It is not a war. It is a business decision.
The tech industry loves holy wars. But the reality is that both custom software and SaaS have their place. The key is knowing when to use each one, without dogma.
When to choose SaaS
SaaS is the right choice when the process you need to solve is standard (accounting, email, basic CRM), you have no competitive advantage in how you execute that process, you need to be operational in days not months, the initial budget is limited, and you do not have an internal technical team to maintain custom software. Examples where SaaS wins hands down: email, basic accounting, standard project management, video conferencing.

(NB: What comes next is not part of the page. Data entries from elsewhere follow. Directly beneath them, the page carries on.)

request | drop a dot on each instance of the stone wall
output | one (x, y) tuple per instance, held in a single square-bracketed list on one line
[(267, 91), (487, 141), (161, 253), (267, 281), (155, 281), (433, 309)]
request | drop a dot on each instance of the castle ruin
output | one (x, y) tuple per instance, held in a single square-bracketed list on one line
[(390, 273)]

When to choose custom software
Custom software makes sense when your process IS your competitive advantage, no SaaS covers more than 60% of your needs, you are adapting your operation to the software instead of the other way around, the accumulated cost of SaaS plus integrations exceeds custom development, and you need total control over data and product evolution.

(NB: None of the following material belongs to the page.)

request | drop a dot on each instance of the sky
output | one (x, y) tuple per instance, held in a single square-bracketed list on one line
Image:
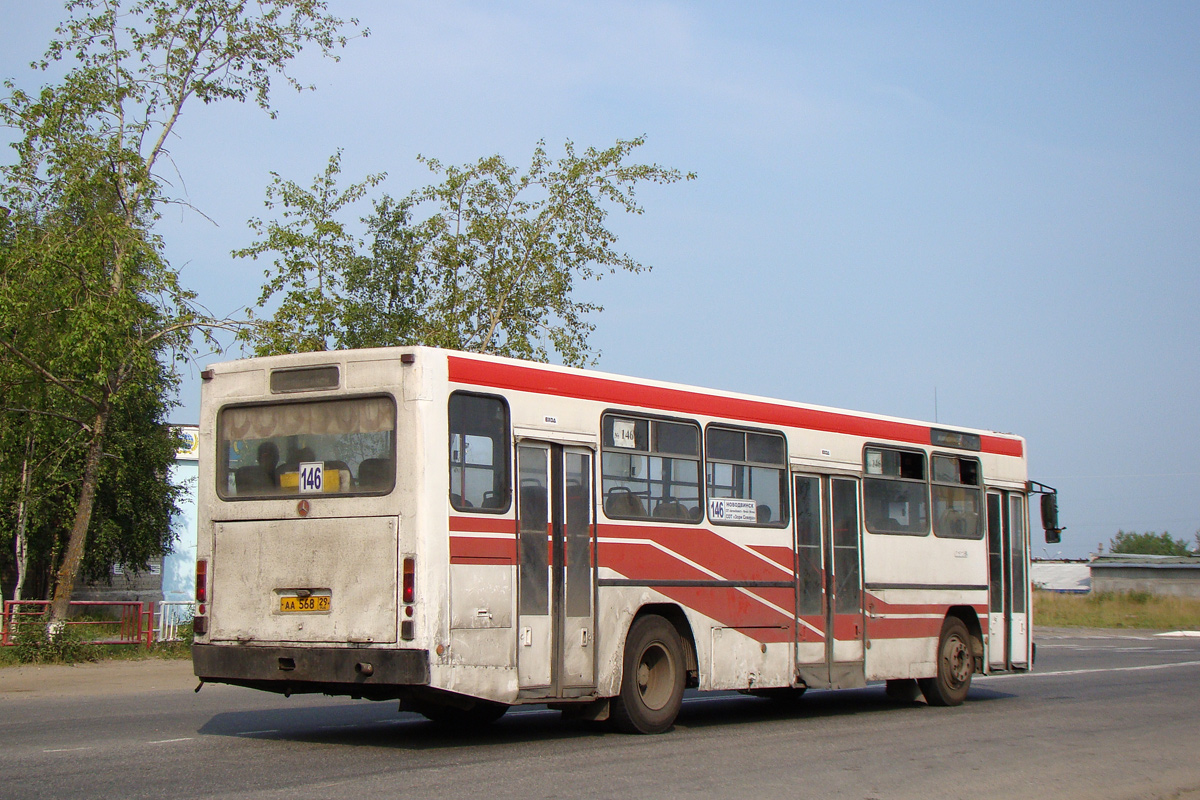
[(979, 214)]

If your team spends more time adapting to the software than the software adapting to your team, you need something custom.
The gray zone: the 60/40 rule
Most decisions fall in a gray zone. For these cases, we use the 60/40 rule: if a SaaS covers 60% of your needs, it probably makes sense to use it and adapt the remaining 40%. If it covers less than 60%, the cost of adapting your operation will exceed the cost of building.
The real cost of custom software
Many companies underestimate total cost by looking only at initial development: initial development accounts for 30% of total 3-year cost, maintenance and evolution for 50%, and infrastructure and support for 20%. If you only budget for initial development, you will fall short. Always. Custom software is an ongoing investment, not a one-time expense.
Final recommendation
Before deciding, do this exercise: list the 10 most critical processes in your operation. For each one, answer: "Is there a SaaS that covers 60% or more of what I need?" If the majority says yes, combine SaaS solutions. If the majority says no, consider custom software for the core and SaaS for the rest.
The best technology decision is not the most sophisticated one. It is the one that solves your problem with the least overhead possible.